Освальд, прежде чем ответить, несколько раз глубоко затянулся, презрительно сплюнул под ноги.
— Бессонницей страдают люди физически и духовно неполноценные. Меня, в отличие от некоторых, из постели не вышвыривают и с психикой у меня тоже все в порядке. — Он не очень деликатничал — не выбирал выражений.
У Лосберга все заклокотало от ярости.
— А совесть? — спросил он с придыханием. — Красивые разговоры о родине, национальном достоинстве, народе? Или это как смена погоды?
Крейзис усмехнулся:
— Так, понятно. Хмель выветрился, мысли задержались. Значит, верна пословица: что у трезвого на уме, то у пьяного на языке. Что ж, отвечу тебе со всей откровенностью: я никогда еще не ощущал себя настолько человеком, как сейчас. Да, именно человеком. Потому что никакой другой нации на земле не было и не будет. Кроме одной, — ариец. Настоящий, сильный, достойный жизни. Все остальное — скот, который или служит человеку, или должен быть уничтожен.

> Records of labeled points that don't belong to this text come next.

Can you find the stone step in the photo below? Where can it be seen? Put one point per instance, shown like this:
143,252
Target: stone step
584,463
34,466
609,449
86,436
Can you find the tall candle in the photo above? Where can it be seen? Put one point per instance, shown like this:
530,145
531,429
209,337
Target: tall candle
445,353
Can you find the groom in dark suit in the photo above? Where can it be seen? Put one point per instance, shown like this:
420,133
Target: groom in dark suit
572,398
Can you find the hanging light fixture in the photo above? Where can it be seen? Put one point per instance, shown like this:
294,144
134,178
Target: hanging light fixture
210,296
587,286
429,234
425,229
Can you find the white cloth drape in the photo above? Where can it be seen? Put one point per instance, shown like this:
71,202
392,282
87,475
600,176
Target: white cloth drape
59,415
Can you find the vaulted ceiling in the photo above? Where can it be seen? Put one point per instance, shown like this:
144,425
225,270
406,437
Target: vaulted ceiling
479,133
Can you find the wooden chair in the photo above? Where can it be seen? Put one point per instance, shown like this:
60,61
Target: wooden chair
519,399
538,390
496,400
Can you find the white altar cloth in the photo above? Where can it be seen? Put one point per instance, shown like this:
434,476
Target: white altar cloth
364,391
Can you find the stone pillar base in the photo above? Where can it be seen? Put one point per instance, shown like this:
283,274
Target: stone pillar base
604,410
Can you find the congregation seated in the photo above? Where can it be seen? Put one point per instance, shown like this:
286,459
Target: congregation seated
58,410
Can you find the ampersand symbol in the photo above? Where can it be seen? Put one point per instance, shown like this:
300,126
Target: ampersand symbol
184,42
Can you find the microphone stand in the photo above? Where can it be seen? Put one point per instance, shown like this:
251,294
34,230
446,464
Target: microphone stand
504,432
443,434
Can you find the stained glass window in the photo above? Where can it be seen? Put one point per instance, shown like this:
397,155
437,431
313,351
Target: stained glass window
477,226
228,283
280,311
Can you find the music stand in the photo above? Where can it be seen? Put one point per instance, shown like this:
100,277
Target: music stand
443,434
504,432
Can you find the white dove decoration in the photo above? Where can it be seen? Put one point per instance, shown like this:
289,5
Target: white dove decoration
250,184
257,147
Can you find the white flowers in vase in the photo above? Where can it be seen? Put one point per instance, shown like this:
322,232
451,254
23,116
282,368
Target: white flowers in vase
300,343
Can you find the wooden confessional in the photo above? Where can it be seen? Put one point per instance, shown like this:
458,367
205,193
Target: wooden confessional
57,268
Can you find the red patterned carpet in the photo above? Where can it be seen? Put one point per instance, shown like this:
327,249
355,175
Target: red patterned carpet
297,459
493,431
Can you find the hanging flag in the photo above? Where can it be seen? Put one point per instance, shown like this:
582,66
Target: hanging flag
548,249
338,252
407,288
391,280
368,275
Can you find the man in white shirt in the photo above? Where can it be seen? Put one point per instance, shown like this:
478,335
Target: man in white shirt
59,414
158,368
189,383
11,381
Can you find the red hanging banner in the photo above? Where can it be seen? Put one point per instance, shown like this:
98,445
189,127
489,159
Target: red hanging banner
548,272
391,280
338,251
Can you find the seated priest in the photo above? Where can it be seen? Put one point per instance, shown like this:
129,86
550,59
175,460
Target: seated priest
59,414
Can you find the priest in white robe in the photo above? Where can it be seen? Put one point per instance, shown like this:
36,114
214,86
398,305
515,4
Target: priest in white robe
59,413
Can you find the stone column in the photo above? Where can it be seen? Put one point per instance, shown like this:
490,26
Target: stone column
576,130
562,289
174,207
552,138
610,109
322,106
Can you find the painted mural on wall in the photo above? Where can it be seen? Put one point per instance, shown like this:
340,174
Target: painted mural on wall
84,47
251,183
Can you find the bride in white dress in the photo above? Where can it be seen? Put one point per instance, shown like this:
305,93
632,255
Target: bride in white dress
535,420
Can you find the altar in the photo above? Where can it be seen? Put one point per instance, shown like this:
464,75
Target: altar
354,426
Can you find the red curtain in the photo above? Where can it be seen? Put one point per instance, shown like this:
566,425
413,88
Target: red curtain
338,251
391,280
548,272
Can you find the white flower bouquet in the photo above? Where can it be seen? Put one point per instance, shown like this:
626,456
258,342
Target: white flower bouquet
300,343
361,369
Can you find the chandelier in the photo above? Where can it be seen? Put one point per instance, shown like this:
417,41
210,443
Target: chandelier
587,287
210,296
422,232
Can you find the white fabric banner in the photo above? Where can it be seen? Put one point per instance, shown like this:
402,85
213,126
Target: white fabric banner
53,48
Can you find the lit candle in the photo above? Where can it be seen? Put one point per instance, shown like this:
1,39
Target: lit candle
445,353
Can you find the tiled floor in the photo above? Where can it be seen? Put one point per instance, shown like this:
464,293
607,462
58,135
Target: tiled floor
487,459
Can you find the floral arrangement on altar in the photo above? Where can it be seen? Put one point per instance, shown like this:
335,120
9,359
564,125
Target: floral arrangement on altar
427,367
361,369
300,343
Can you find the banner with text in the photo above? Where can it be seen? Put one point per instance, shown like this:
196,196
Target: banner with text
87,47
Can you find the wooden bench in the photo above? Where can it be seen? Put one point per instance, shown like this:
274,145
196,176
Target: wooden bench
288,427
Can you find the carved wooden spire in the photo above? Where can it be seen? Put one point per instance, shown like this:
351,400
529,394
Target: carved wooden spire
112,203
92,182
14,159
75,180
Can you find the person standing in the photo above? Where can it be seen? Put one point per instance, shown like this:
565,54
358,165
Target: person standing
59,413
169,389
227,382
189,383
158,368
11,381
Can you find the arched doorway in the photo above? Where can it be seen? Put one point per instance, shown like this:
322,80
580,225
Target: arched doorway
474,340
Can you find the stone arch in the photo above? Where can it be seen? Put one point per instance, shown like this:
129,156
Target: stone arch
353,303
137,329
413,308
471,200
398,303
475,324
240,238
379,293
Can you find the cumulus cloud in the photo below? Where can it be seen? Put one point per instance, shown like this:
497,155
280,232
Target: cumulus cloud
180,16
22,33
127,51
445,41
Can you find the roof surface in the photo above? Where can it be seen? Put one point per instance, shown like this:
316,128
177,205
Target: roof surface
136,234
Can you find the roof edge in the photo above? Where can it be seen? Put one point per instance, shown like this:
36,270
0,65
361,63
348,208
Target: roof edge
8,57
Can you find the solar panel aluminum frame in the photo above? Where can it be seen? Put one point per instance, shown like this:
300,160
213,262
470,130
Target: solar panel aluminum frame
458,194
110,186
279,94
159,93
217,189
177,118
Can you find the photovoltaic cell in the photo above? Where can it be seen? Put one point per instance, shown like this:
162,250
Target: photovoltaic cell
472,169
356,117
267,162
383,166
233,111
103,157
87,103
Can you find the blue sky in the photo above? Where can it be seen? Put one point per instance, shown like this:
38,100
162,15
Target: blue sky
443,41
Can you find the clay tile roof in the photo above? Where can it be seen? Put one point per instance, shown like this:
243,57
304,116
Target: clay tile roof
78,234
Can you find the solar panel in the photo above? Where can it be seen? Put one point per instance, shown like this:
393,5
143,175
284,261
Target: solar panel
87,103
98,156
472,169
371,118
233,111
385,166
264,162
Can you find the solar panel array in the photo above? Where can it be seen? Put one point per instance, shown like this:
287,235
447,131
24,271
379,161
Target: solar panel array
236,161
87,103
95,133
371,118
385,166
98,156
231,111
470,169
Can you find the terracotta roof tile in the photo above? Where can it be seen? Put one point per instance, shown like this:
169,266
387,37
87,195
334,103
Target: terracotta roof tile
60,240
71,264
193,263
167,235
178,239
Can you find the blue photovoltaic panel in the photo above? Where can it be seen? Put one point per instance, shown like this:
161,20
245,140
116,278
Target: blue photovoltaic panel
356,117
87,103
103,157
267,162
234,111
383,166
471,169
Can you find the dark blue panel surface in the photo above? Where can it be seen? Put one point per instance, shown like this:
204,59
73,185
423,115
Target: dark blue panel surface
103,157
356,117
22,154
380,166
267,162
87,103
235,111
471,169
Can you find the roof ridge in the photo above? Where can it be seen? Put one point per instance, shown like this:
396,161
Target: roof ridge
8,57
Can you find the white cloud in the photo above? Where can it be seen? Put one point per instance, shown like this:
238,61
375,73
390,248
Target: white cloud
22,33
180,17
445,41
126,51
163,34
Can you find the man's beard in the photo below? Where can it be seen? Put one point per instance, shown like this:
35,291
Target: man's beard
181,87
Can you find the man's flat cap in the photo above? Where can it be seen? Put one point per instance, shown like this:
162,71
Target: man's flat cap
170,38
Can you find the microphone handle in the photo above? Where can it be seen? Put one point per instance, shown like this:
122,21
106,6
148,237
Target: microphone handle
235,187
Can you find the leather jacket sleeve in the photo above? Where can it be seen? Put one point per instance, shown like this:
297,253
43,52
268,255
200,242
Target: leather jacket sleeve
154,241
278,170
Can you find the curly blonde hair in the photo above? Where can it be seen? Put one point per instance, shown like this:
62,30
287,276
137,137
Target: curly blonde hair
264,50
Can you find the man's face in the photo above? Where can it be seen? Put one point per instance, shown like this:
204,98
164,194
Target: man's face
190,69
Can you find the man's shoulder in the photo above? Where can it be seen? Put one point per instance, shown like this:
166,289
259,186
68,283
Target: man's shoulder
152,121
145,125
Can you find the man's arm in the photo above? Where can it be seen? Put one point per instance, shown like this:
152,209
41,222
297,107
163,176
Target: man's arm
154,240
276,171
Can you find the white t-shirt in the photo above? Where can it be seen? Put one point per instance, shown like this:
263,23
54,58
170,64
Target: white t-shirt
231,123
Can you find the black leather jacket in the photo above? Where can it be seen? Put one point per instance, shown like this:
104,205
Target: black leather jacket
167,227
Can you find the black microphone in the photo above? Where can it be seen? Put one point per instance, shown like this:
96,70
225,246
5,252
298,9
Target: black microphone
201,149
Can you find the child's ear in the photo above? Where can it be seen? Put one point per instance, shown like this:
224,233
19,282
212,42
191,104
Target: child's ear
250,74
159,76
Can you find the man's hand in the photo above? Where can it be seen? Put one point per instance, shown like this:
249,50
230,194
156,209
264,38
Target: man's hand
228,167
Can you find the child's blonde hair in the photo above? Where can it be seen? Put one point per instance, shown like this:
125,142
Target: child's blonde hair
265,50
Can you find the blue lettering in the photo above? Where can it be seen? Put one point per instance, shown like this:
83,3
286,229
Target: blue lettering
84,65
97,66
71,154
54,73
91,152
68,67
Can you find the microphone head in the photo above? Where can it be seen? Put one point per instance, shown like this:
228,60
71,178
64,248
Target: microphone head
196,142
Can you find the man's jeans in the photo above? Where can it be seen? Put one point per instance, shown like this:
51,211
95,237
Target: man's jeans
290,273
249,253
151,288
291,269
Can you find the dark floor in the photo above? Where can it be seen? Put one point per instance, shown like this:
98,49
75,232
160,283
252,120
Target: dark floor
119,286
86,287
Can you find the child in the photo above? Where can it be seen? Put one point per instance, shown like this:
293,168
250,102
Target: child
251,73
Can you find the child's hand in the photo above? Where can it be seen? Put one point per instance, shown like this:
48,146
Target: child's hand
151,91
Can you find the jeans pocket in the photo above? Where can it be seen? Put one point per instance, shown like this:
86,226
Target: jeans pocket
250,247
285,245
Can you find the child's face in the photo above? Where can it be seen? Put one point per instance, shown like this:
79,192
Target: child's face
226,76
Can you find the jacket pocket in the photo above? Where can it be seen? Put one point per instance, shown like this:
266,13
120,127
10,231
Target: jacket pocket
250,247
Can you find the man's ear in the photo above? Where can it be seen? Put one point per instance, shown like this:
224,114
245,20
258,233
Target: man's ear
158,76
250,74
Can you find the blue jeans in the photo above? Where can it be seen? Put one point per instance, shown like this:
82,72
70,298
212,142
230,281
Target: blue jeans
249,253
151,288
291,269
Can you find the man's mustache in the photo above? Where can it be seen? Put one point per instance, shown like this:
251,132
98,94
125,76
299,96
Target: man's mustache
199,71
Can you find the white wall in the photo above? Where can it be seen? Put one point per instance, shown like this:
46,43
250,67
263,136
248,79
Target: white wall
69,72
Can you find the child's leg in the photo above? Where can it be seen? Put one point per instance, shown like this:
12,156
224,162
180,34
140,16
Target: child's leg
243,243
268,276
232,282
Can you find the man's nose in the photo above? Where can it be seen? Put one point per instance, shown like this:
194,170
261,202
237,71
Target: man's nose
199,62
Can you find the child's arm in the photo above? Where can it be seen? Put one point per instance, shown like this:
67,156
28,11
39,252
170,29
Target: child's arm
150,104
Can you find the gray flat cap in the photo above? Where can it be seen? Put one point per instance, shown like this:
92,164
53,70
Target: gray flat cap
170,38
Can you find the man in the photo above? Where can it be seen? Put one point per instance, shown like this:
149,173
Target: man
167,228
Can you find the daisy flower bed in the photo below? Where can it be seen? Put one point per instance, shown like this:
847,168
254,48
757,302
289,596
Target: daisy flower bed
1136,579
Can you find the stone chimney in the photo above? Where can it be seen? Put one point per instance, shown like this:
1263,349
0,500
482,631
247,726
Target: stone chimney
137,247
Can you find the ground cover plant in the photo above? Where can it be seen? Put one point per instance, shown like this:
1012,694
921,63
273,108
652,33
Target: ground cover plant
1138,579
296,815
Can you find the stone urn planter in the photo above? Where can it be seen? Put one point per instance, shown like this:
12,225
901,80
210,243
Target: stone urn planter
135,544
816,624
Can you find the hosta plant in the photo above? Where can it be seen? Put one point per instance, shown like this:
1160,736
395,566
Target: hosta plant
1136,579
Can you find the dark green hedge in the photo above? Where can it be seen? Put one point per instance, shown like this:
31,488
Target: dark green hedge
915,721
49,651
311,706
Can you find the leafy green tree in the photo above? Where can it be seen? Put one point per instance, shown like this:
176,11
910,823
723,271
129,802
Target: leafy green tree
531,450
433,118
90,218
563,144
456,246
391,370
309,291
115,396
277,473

— Разумеется, при условии, что определять, кто скот, а кто человек, будешь ты? Не так ли? — съязвил Рихард.
Крейзис не возмутился.
— Твоя ирония неуместна, — спокойно ответил он. — Ты прекрасно знаешь, что это право никому не преподносят. Его берут. Так уж устроено природой и определено богом — выживает сильный, погибает недостойный.
— Ты говоришь серьезно или пришла пора менять убеждения?
Крейзис поежился, словно ему плеснули холодной воды за шиворот.
— А что тебе показалось неестественным в моих рассуждениях? Ты отрицаешь закон борьбы за существование?
— Нет, не отрицаю. Но я знаю и другое: сама природа и ее творец устроили так, что на земле существуют добро и зло, большое и малое, сильное и слабое. Все живет, приспосабливается… Козявка, зверь, человек, государство… Есть державы побогаче, есть победнее, посильнее, послабее — всякие. Если ты упомянул бога, то уж будь последовательным до конца. Значит, всевышнему так угодно.